Quantifying Ambiguity in Categorical Annotations: A Measure and Statistical Inference Framework
Christopher Klugmann, Daniel Kondermann
TL;DR
This paper tackles the challenge of quantifying aleatoric uncertainty in categorical annotations by introducing a novel ambiguity measure amb(q) that explicitly accounts for a 'can't solve' option and annotator disagreement. Grounded in quadratic entropy, amb(q) partitions uncertainty into solvability and category indistinguishability, and is extended by a normalized variant tilde{amb}(q) for consistent interpretation across settings. The authors develop a complete statistical framework under a Dirichlet–multinomial model, deriving closed-form moments for amb and tilde{amb} and outlining posterior sampling to quantify epistemic uncertainty about ambiguity.

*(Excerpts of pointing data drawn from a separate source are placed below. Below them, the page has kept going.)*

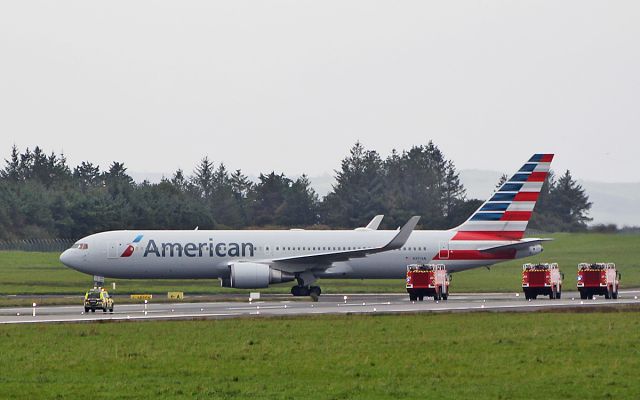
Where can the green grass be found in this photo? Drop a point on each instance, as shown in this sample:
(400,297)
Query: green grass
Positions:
(39,273)
(448,356)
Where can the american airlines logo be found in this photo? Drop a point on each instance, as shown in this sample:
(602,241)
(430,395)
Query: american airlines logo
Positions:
(205,249)
(131,247)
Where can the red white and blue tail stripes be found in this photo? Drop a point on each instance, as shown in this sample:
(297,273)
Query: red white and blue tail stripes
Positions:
(506,214)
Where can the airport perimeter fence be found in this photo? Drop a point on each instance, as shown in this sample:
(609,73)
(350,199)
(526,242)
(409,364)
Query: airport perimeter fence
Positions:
(46,245)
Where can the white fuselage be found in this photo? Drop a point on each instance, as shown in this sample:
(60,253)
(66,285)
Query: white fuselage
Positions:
(208,254)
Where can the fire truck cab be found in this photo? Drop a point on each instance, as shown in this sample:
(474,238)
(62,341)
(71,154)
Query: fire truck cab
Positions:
(598,279)
(429,280)
(541,279)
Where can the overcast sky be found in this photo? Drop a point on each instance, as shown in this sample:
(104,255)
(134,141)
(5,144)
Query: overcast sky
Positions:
(290,86)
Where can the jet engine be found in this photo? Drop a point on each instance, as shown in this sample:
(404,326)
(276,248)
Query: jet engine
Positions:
(254,276)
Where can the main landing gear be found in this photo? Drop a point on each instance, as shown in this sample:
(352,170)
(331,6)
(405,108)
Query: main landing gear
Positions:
(304,288)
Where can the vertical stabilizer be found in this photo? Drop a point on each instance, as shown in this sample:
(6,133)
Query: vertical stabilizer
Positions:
(506,214)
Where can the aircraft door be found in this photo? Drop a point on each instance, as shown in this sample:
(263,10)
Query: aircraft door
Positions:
(443,254)
(115,249)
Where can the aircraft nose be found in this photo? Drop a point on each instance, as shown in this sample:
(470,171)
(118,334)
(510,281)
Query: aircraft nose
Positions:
(68,258)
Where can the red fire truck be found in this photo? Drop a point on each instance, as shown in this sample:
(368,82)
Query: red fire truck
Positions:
(598,279)
(541,279)
(429,280)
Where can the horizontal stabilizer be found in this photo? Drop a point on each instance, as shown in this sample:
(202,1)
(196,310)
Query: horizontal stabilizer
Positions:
(519,245)
(375,222)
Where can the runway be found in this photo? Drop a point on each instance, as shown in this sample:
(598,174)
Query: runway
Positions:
(328,304)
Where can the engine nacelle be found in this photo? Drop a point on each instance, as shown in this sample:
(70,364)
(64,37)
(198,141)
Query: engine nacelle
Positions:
(254,276)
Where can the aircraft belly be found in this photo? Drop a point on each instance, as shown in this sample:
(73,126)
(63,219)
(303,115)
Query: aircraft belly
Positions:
(166,268)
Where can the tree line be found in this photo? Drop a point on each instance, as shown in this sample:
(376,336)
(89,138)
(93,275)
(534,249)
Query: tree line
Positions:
(41,196)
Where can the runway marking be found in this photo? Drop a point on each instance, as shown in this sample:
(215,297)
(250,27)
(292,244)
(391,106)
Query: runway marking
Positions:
(128,317)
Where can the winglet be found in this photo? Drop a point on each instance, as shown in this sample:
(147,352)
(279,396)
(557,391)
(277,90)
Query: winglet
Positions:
(375,222)
(403,235)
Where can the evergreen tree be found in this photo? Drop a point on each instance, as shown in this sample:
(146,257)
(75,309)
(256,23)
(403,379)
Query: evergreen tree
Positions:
(570,204)
(357,195)
(87,176)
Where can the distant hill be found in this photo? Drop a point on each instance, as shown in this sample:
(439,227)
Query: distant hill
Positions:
(613,203)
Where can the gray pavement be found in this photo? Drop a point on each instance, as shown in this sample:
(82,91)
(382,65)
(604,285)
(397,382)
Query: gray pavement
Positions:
(328,304)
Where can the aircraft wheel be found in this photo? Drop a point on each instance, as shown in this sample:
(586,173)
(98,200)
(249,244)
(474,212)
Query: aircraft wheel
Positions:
(316,290)
(300,291)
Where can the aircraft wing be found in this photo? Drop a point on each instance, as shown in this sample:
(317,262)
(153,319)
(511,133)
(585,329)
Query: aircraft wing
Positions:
(328,258)
(519,245)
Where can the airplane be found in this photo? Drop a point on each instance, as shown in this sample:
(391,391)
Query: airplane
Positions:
(253,259)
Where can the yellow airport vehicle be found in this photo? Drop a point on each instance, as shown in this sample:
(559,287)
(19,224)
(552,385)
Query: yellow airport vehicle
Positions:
(98,298)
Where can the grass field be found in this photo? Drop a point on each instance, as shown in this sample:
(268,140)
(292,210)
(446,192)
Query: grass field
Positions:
(39,273)
(445,356)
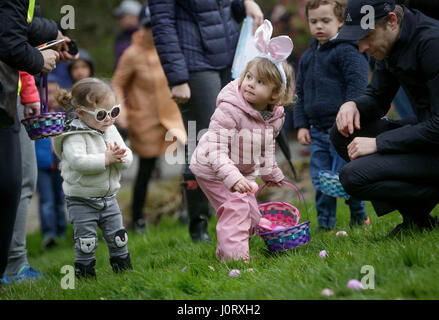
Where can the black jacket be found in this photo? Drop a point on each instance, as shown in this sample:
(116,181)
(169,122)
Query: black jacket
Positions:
(412,63)
(15,50)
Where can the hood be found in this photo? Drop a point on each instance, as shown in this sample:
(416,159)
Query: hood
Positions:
(231,94)
(73,126)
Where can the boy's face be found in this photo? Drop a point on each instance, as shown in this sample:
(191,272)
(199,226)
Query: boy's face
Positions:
(323,23)
(52,103)
(80,70)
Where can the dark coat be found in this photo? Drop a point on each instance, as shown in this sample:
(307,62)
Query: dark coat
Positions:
(413,64)
(327,77)
(195,35)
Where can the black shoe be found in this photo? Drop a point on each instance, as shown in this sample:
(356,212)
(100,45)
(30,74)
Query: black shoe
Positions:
(120,264)
(201,237)
(85,271)
(428,223)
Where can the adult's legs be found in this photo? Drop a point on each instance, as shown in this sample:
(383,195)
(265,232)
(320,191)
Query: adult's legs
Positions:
(46,204)
(10,188)
(60,214)
(205,87)
(321,159)
(17,258)
(146,166)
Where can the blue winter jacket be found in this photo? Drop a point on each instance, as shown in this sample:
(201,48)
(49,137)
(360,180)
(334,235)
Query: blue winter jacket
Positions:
(195,35)
(328,77)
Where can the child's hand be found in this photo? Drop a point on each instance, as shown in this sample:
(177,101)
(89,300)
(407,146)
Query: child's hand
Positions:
(114,154)
(303,136)
(273,184)
(243,186)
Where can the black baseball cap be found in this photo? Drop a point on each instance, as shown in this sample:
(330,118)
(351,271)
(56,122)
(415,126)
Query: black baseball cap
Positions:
(356,10)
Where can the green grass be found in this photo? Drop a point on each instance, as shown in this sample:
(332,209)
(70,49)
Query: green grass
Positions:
(405,268)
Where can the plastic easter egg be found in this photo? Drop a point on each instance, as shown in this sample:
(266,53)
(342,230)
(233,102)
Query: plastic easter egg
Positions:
(234,273)
(327,292)
(341,233)
(354,284)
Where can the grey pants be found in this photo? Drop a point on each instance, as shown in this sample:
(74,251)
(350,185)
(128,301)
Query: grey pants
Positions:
(17,256)
(86,215)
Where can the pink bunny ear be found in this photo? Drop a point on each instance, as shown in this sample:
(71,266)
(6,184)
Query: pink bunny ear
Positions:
(263,35)
(280,48)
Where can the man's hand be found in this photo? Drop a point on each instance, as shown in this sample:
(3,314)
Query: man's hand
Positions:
(50,57)
(31,109)
(303,136)
(181,93)
(253,10)
(361,146)
(348,118)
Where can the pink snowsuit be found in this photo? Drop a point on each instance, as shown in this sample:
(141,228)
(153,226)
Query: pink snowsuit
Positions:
(239,143)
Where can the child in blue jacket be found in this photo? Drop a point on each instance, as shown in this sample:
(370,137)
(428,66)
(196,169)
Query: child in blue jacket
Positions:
(330,73)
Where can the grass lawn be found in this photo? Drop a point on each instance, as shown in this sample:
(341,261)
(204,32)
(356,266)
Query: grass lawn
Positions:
(167,265)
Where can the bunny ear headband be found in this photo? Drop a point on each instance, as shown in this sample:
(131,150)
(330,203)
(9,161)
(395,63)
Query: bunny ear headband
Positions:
(276,50)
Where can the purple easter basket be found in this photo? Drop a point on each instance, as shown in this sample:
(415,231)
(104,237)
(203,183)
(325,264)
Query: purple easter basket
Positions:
(47,124)
(286,215)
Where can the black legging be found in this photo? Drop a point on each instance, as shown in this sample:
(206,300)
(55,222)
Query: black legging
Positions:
(404,181)
(146,166)
(10,188)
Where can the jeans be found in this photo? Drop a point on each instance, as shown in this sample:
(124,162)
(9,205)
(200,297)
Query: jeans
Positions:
(51,203)
(323,155)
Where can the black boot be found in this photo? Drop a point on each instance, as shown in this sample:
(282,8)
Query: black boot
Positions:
(197,209)
(120,264)
(85,270)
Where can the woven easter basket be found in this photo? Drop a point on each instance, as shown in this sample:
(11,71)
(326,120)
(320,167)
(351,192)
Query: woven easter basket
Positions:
(286,215)
(47,124)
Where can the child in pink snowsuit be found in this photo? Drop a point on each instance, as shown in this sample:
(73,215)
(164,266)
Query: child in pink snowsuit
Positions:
(240,143)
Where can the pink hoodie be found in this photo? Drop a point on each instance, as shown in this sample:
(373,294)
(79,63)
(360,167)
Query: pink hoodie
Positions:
(239,142)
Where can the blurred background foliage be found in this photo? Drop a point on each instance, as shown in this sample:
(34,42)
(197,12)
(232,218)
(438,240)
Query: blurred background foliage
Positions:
(96,28)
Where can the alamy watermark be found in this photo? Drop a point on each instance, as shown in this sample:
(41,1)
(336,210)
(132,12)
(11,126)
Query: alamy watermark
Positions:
(68,281)
(368,281)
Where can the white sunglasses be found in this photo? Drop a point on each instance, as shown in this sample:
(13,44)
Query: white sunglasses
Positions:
(101,114)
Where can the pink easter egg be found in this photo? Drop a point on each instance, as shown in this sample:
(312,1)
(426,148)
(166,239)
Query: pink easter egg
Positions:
(255,186)
(327,292)
(354,284)
(323,254)
(234,273)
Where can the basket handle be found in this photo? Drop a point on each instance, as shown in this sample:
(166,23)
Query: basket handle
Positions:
(298,192)
(44,103)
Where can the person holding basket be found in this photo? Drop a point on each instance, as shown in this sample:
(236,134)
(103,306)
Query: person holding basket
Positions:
(240,142)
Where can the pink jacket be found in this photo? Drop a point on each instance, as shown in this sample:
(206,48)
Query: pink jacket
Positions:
(239,142)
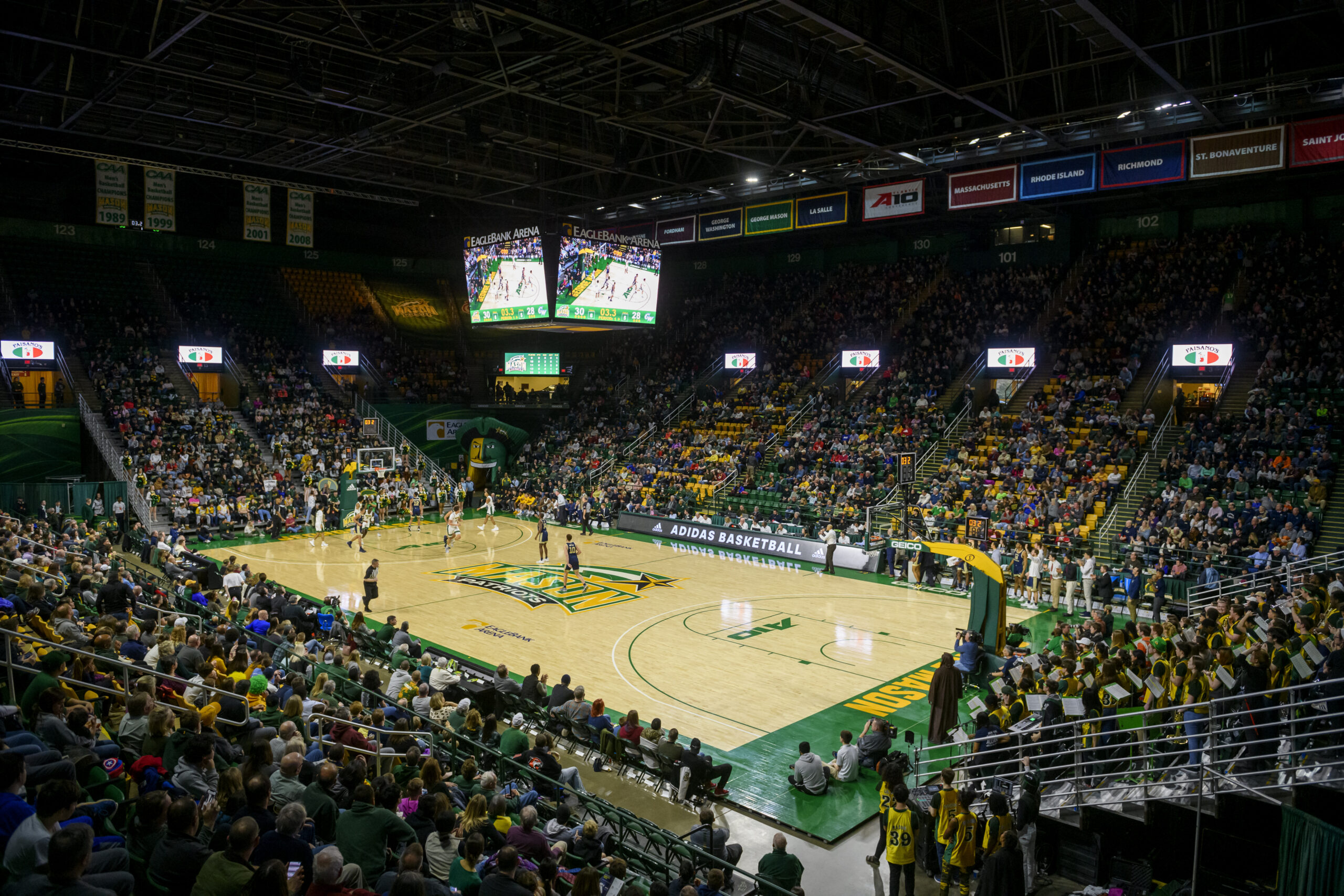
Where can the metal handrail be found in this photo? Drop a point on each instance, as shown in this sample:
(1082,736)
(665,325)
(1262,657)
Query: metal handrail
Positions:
(1086,769)
(112,457)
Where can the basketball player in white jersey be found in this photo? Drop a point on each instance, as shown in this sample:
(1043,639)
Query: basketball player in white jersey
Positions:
(488,505)
(455,527)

They compare their measures to a literature baseline amb_0, demonstrate estimation bias and consistency of frequentist plug-in estimators, and illustrate practical utility for dataset quality assessment, stratified benchmarking, and active learning. The framework provides actionable, probability-valued signals for annotator agreement and task difficulty, while remaining interpretable and extensible to richer models in future work.
Abstract
Human-generated categorical annotations frequently produce empirical response distributions (soft labels) that reflect ambiguity rather than simple annotator error. We introduce an ambiguity measure that maps a discrete response distribution to a scalar in the unit interval, designed to quantify aleatoric uncertainty in categorical tasks. The measure bears a close relationship to quadratic entropy (Gini-style impurity) but departs from those indices by treating an explicit "can't solve" category asymmetrically, thereby separating uncertainty arising from class-level indistinguishability from uncertainty due to explicit unresolvability. We analyze the measure's formal properties and contrast its behavior with a representative ambiguity measure from the literature. Moving beyond description, we develop statistical tools for inference: we propose frequentist point estimators for population ambiguity and derive the Bayesian posterior over ambiguity induced by Dirichlet priors on the underlying probability vector, providing a principled account of epistemic uncertainty. Numerical examples illustrate estimation, calibration, and practical use for dataset-quality assessment and downstream machine-learning workflows.